Pausenlos ist die Kommunikationsmaschine Müller auf Sendung. Bei der Wiederlektüre der nun weit ins planetarisch Weltanschauliche ausgreifenden späten Gespräche sticht zuerst Müllers historische Unbefangenheit ins Auge. Was in der auf pure Gegenwärtigkeit gepolten Literatur der alten Bundesrepublik säuberlich zum Verschwinden gebracht wurde - die historischen Schurkenfiguren Hitler und Stalin, das heroische Opfer von Seneca bis Stalingrad, das ganze Germania-Material -, um all das kreist Müller obsessiv. Noch einmal entsichert er das deutsche historische Schreckensarsenal.

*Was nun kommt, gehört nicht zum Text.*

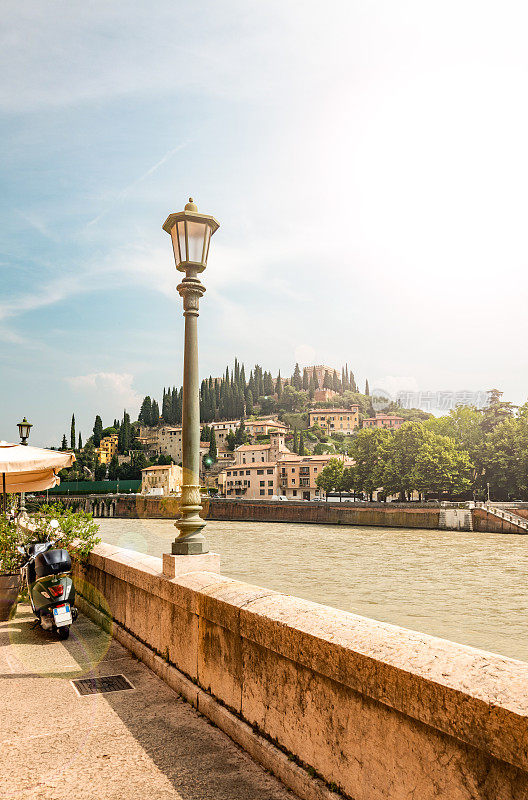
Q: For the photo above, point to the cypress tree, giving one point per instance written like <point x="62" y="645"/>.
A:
<point x="296" y="378"/>
<point x="212" y="446"/>
<point x="154" y="414"/>
<point x="278" y="386"/>
<point x="97" y="431"/>
<point x="249" y="403"/>
<point x="145" y="413"/>
<point x="301" y="443"/>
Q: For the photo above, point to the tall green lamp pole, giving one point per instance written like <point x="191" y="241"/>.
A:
<point x="24" y="429"/>
<point x="191" y="234"/>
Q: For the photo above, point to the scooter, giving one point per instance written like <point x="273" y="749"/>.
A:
<point x="50" y="587"/>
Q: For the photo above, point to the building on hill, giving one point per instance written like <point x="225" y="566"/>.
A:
<point x="297" y="475"/>
<point x="253" y="481"/>
<point x="321" y="370"/>
<point x="260" y="452"/>
<point x="324" y="395"/>
<point x="107" y="448"/>
<point x="389" y="421"/>
<point x="335" y="420"/>
<point x="256" y="427"/>
<point x="161" y="480"/>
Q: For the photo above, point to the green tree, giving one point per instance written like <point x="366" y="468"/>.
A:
<point x="213" y="453"/>
<point x="369" y="450"/>
<point x="301" y="450"/>
<point x="97" y="431"/>
<point x="295" y="445"/>
<point x="297" y="378"/>
<point x="145" y="414"/>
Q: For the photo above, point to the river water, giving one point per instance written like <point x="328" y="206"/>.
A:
<point x="467" y="587"/>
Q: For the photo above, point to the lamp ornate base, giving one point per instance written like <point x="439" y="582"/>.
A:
<point x="175" y="565"/>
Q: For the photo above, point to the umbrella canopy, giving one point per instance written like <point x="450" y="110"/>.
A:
<point x="29" y="469"/>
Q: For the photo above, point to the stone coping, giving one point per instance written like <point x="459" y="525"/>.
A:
<point x="477" y="697"/>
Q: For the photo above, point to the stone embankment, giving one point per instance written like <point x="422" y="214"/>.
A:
<point x="367" y="708"/>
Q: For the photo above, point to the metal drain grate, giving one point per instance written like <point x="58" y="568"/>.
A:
<point x="108" y="683"/>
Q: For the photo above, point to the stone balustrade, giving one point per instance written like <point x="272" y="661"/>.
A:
<point x="373" y="710"/>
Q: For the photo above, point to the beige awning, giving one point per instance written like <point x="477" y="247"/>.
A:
<point x="30" y="469"/>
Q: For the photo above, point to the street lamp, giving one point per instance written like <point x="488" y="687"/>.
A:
<point x="191" y="234"/>
<point x="24" y="429"/>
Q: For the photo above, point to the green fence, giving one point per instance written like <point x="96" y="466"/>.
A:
<point x="96" y="487"/>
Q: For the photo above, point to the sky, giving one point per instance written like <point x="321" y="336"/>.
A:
<point x="367" y="163"/>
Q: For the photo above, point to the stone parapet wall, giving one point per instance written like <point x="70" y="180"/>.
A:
<point x="375" y="710"/>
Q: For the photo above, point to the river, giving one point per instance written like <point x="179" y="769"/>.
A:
<point x="467" y="587"/>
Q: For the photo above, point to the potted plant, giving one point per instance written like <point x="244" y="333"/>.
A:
<point x="10" y="562"/>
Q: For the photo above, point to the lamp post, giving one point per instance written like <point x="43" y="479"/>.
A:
<point x="24" y="429"/>
<point x="191" y="235"/>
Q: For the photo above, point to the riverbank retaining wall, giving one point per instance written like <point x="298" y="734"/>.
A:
<point x="324" y="698"/>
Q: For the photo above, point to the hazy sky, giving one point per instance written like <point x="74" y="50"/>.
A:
<point x="367" y="162"/>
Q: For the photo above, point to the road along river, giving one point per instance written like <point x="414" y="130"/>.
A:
<point x="467" y="587"/>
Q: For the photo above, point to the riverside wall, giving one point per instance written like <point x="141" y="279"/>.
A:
<point x="323" y="698"/>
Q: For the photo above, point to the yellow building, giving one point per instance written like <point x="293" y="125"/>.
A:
<point x="336" y="420"/>
<point x="161" y="479"/>
<point x="107" y="448"/>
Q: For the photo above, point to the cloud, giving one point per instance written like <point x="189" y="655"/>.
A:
<point x="116" y="387"/>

Müller kennt in seinen Gesprächen keine Berührungsängste. Mit Vorliebe zitiert er den NS-Kronjuristen und Hamlet-Forscher Carl Schmitt ("Carl Schmitt ist Theater") und Ernst Jünger, dem er in seiner Oberförsterei in Wilfingen 1988 noch die Aufwartung machte. Ernst Jünger als "inneres Erlebnis" - schon in der SBZ panzerte sich Müller mit der Jünger-Lektüre, eine "Injektion von Aristokratismus gegen die Nivellierungstendenz der ersten Jahre". Um Müllers innere Freiheit der Lektüre zu würdigen, darf man nicht von unseren frivolen Zeiten ausgehen, in denen alle bösen Buben längst im juste milieu angekommen sind. Man muss sich hier die stickige Atmosphäre der späten Achtzigerjahre vergegenwärtigen, in denen die Zitierung ungeliebter konservativer Autoren vom linksliberalen Establishment noch mit dem Diskursverweis geahndet wurde. Müllers unbefangener Zugriff war hier ein Akt der Befreiung. Prompt wurde ihm dann auch von zu liberalen Glaubensbrüdern bekehrten alten Maoisten der FU-Germanistik eifrig unterstellt, unerlaubt mit "vitalistischer Energie" im Diskursfeld der alten "Konservativen Revolution" zu wildern.

Im Rücken Europas Ruinen

Aber so frisch und unbefangen Müllers Zugriff auf das gesamte deutsche Gelände auf der einen Seite anmutet; es ist auch ein gigantisch ungeordneter Materialberg und Wortschlamm, den er in seinen Gesprächen vor sich her schiebt. "Ich stand an der Küste und redete mit der Brandung BLABLA, im Rücken die Ruinen von Europa" ("Hamletmaschine"). Der ewige Griff in die Ruinenwelt des alten Europa, ins Kabinett der Geschichte kann nicht verdecken, dass ihm zur Gegenwart der Neunzigerjahre wenig einfiel. In all seinen Stücken hat er über das Geheimnis der Revolution nachgegrübelt, und nun, als sie 1989 überraschend neu auf die Weltbühne trat, trug sie so ganz andere Züge. Sie war friedlich und sanft - nicht die "Maske des Todes", sondern die Feier des Lebens.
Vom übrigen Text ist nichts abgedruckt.